Evaluation of the Properties of Eddy Current Sensors Based on Their Equivalent Parameters
Round 1
Reviewer 1 Report
The paper relies on expressing the impedance of a circular filament coil. That approach is not particularly new, as most of the eddy current sensor modeling approaches incorporate that approach one way or the other with slight variations. Therefore, the authors must emphasize better what is exactly new in their approach and what value the paper adds. In that light, the sentence "In this work, it is the first time that the equivalent parameters r0, h0 of the filamentary coil have been used to evaluate the properties of eddy current sensors." -- becomes a highly disputable statement. It is a very strong claim the authors make, and I doubt that claim is true. If it is true, the authors must present a very strong argument as to why that is true. Authors must describe what has been done in terms of using r0, h0 before, and what exactly is new about the authors' work.
In the equations (1) to (4), some variables are not defined.
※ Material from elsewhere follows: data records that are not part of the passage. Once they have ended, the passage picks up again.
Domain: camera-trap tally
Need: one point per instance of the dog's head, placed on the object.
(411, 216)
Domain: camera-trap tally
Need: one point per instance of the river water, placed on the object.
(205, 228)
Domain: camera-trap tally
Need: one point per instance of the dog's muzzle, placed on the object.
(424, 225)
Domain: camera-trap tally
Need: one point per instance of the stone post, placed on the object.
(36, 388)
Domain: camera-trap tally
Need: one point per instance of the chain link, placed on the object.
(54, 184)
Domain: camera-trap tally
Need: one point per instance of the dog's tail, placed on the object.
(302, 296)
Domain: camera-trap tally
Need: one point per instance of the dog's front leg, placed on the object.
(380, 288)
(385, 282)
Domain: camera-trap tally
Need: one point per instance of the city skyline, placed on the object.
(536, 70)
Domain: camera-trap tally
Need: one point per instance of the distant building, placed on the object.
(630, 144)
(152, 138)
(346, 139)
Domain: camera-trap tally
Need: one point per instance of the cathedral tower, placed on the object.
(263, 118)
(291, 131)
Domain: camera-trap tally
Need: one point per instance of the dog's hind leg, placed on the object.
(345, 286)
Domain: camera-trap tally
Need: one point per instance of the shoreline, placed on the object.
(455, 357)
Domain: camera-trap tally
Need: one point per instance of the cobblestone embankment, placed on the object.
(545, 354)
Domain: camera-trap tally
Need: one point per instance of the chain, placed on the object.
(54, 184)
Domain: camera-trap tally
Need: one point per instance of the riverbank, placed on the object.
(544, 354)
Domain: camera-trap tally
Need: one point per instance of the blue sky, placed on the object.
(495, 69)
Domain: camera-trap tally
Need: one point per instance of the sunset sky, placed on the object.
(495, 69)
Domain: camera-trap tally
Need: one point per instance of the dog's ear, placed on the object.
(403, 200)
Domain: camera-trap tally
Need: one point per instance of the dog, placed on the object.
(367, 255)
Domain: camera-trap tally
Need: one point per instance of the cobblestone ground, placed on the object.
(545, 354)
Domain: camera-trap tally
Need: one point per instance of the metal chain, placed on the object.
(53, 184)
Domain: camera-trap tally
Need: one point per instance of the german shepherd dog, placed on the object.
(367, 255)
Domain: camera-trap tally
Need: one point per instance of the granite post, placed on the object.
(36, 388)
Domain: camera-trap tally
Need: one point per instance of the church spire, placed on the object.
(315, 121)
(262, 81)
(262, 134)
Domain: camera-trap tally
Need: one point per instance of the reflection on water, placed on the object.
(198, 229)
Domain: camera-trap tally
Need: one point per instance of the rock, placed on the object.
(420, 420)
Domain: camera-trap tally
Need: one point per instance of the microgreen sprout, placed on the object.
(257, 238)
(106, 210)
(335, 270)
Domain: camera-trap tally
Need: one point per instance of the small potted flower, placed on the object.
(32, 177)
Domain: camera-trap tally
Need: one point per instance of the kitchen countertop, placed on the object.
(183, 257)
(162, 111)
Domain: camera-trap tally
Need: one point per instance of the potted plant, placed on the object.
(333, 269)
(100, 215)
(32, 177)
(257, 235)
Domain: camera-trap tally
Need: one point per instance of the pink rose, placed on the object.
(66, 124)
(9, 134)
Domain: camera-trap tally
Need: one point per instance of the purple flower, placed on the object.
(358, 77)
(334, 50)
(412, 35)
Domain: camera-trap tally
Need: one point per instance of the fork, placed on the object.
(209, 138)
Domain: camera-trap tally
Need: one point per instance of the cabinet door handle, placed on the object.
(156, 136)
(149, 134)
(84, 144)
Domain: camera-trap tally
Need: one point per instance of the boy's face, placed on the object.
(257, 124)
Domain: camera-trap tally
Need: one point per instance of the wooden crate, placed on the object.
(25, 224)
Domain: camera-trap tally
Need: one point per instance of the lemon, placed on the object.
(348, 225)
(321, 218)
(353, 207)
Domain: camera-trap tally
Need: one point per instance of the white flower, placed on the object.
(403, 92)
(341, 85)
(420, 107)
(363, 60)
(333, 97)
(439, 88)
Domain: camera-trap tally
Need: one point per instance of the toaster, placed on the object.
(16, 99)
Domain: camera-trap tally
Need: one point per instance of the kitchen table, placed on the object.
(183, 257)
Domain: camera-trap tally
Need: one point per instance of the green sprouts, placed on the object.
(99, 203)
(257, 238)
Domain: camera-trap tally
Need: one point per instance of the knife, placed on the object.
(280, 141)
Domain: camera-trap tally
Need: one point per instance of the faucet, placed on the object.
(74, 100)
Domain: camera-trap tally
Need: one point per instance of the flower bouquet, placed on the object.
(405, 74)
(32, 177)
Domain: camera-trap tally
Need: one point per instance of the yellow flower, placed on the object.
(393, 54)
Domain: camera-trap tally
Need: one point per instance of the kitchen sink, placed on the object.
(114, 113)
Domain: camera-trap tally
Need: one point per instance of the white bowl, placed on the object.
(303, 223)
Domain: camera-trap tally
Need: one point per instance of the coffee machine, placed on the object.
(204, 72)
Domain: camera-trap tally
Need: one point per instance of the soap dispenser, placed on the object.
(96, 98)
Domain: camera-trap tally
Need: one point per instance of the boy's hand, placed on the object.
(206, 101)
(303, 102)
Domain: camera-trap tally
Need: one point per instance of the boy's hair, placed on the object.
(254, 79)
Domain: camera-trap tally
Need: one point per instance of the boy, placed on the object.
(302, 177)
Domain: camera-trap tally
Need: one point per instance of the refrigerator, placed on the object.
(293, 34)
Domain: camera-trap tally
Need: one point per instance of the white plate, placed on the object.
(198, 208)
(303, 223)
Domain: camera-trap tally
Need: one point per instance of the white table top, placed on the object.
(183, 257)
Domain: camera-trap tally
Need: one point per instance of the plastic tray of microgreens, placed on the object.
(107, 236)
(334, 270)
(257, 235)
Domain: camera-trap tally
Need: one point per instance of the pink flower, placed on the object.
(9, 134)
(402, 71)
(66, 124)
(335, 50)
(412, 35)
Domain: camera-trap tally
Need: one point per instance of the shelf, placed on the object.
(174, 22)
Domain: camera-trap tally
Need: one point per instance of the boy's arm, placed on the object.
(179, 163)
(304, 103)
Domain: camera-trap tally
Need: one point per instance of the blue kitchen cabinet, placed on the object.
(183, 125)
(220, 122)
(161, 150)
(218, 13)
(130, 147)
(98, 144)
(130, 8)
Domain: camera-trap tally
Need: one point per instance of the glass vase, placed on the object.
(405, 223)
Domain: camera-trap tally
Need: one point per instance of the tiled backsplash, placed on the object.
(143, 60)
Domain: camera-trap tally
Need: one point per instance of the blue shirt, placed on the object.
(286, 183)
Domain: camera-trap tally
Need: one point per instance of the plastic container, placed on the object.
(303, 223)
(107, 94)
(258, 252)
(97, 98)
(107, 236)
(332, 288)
Make sure all variables are clearly defined. That shortcoming is carried forward to other equations also.
Also, cite references for each equation where they were taken from previous works. Then the authors must try to emphasize what is new in terms of equations. Are there any original derivations? Authors must emphasize which part is original, and which equations are taken from previous works. It helps when each equation carries a reference if they were taken from previous works.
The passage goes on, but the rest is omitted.